To be considered a qualified dividend, the dividend must be paid between January 1, 2003 and December 31, 2008, it must be paid by a US corporation, and must be held for a specific holding period (at least 60 days around the “ex-dividend” date, the date on which the stock starts trading without its dividend).
   
Q.
Are the dividends paid from stocks held in Oakwood accounts considered qualified dividends?
A.
Yes, the general conditions to be considered a qualified dividend are met by most of the stocks in the Oakwood universe.
   
Capital Gains
Q.
How does the new tax law affect the rate on capital gains?
A.
The maximum tax rate on long-term capital gains (defined as gains on assets held for more than one year) was lowered from 20% to 15%. For taxpayers in the 10% and 15% tax brackets, long-term capital gains will be taxed at 5% through December 31, 2007 and at 0% in 2008, after which the benefits expire.
   
Q.
What is the tax rate on capital gains that are not long term?
A.
Short-term capital gains (gains on assets held for one year or less) are subject to a taxpayer’s ordinary income rates.
   
Q.
Are all long-term capital gains now subject to the lower tax rates?
A.

Only long-term capital gains from sales or exchanges made after May 5, 2003, and before December 31, 2008, will be eligible for the lower tax rates.

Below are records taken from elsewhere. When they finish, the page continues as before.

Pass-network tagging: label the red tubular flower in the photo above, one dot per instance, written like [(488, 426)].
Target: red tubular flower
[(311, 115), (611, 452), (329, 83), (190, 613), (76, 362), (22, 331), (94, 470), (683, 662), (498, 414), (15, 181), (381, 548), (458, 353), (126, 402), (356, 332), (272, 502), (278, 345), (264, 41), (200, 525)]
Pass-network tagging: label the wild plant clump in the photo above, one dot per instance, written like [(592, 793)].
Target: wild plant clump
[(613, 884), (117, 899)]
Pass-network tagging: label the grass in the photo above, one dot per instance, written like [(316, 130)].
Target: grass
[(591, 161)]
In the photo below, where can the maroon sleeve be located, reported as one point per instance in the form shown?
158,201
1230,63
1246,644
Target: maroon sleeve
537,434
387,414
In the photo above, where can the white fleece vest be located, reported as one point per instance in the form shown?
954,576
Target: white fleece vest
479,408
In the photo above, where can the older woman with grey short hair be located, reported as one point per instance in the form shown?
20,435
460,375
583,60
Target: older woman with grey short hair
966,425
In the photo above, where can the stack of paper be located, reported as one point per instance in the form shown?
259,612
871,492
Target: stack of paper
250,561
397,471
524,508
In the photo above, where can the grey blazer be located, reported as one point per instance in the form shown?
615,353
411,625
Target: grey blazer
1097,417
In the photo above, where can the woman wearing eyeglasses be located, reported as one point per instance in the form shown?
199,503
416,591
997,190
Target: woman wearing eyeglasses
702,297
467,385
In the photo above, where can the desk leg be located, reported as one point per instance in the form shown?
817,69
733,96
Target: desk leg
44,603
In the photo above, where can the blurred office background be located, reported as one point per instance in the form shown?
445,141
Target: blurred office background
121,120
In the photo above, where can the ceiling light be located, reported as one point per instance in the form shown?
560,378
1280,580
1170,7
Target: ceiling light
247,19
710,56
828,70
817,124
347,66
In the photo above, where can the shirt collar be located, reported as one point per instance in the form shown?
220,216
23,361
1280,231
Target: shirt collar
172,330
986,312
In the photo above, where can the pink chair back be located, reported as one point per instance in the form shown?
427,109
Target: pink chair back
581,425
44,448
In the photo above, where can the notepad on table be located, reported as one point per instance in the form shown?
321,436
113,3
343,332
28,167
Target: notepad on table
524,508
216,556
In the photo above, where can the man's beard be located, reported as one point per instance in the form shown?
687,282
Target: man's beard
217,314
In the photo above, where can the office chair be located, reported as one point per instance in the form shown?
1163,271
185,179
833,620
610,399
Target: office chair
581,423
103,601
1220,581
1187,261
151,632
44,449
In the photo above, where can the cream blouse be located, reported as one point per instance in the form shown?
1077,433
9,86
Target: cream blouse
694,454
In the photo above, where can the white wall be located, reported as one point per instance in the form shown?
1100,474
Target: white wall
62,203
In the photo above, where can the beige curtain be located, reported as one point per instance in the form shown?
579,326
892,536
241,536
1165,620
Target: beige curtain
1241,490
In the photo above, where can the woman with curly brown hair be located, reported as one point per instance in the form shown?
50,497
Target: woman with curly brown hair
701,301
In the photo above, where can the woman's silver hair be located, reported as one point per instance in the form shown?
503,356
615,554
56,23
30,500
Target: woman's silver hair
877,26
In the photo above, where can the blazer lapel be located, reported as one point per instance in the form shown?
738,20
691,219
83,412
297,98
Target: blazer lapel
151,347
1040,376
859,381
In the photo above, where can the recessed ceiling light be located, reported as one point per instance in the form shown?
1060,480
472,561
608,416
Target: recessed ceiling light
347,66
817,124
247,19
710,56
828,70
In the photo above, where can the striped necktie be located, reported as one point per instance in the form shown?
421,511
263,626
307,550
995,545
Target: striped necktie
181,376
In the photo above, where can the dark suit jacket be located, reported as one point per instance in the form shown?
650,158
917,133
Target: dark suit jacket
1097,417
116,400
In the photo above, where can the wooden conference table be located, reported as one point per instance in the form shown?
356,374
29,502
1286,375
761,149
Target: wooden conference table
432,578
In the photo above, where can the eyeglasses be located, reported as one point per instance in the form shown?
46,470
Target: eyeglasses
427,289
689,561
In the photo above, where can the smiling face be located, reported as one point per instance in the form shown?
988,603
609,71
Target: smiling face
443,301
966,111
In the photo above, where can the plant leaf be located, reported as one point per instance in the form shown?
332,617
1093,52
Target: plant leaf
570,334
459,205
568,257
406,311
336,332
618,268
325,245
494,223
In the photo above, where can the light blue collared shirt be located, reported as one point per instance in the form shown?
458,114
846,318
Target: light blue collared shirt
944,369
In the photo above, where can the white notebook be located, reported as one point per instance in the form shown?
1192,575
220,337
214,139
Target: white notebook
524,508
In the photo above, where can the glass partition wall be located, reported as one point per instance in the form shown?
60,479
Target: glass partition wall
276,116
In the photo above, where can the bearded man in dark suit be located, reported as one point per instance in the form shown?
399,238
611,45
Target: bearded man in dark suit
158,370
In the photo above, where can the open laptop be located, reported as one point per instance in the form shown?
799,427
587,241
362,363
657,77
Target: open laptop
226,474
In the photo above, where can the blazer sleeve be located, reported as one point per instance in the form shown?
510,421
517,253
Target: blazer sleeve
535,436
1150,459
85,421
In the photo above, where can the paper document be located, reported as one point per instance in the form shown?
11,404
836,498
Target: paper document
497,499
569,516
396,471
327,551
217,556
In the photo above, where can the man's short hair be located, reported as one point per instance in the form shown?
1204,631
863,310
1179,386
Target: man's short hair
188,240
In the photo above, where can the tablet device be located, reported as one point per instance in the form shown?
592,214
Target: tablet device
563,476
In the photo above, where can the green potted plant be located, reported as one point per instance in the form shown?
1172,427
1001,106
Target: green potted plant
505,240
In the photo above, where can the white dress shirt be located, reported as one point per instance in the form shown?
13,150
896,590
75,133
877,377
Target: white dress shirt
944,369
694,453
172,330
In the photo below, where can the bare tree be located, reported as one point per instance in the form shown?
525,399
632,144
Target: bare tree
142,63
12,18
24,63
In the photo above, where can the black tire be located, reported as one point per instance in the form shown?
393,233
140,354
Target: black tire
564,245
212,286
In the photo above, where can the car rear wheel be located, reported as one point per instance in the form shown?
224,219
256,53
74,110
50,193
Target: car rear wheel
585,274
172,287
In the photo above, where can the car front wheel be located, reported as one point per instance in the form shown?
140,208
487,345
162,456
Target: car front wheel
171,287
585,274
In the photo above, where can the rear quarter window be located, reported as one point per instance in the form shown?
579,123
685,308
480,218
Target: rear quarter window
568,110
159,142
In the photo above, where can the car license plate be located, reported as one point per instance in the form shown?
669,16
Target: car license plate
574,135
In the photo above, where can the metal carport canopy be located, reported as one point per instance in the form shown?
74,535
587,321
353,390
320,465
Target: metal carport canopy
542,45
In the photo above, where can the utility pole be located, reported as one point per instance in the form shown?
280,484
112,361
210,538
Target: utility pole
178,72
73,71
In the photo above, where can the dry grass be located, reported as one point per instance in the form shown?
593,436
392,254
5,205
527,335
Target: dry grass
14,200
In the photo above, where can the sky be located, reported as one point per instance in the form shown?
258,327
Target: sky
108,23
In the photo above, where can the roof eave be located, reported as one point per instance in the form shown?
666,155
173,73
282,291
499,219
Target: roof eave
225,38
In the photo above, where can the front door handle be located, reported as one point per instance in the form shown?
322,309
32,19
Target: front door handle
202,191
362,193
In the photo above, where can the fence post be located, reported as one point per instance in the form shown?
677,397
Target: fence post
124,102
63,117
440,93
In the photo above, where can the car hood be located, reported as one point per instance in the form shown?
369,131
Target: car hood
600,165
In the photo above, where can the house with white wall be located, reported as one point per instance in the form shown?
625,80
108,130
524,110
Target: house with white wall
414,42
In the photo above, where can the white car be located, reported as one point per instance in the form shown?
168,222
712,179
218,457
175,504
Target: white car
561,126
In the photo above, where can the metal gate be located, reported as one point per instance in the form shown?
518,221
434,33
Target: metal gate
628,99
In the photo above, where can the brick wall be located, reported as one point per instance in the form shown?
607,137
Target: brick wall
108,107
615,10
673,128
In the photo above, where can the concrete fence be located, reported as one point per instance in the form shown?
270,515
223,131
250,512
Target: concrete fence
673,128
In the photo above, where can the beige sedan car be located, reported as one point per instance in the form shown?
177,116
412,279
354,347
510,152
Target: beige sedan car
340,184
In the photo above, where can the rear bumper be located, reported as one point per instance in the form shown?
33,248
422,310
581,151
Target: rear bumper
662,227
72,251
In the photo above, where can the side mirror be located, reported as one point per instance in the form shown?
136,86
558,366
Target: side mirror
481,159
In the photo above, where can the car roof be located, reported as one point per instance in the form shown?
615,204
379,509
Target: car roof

Both the new dividends and capital gains provisions are subject to “sunset” provisions, meaning they will expire after 2008 but provisions may be extended to 2013.

   

Implications for Investors
One implication from the new tax proposals is that the tax shelter provided by qualified retirement plans becomes less compelling. While the main advantage of retirement accounts is tax deferral, they continue to be attractive to investors, utilizing tax-deferred accounts such as 401(k)s and IRAs which postpone taxes until retirement, and their proceeds are taxed as ordinary income when withdrawn. For many taxpayers, particularly in the top brackets, it will now be cheaper to pay taxes each year on earnings at the low 15% rate. An examination of your taxable and tax-deferred strategies is needed in order to advantageously determine which type of assets to own in each respective account. Specifically, a shift too more equities in the taxable account (taking advantage of the lower rates on capital gains and dividends) and more taxable bonds in your tax-advantaged accounts (deferring tax payments on those accounts until withdrawal) may be beneficial. Tax-free municipal bonds, of course, would remain in your taxable account.

Beyond that exercise, in general, we see no real advantages in skewing your portfolio toward one asset class or another to take advantage of the new tax provisions. For example, a swap from a taxable bond to a stock with a similar yield might look tempting in light of the lowered rates on dividends, but there is risk involved in such a swap. Stocks in seemingly safe dividend paying sectors like utilities can experience price drops. That may not be worth the marginal excess return in after-tax yield.

As your investment advisor, we will continue to work with you to select the best type of investments for your specific situation. Our responsiveness through active management ensures that we continually monitor market events, such as the new tax proposals, and changing economic conditions, to maximize investment results. We believe the overall effect of the fiscal stimuli and tax cuts will lead the economy to slowly pick up steam. A more robust economy will lead to better margins for corporate America, which in turn leads to better returns in the stock market.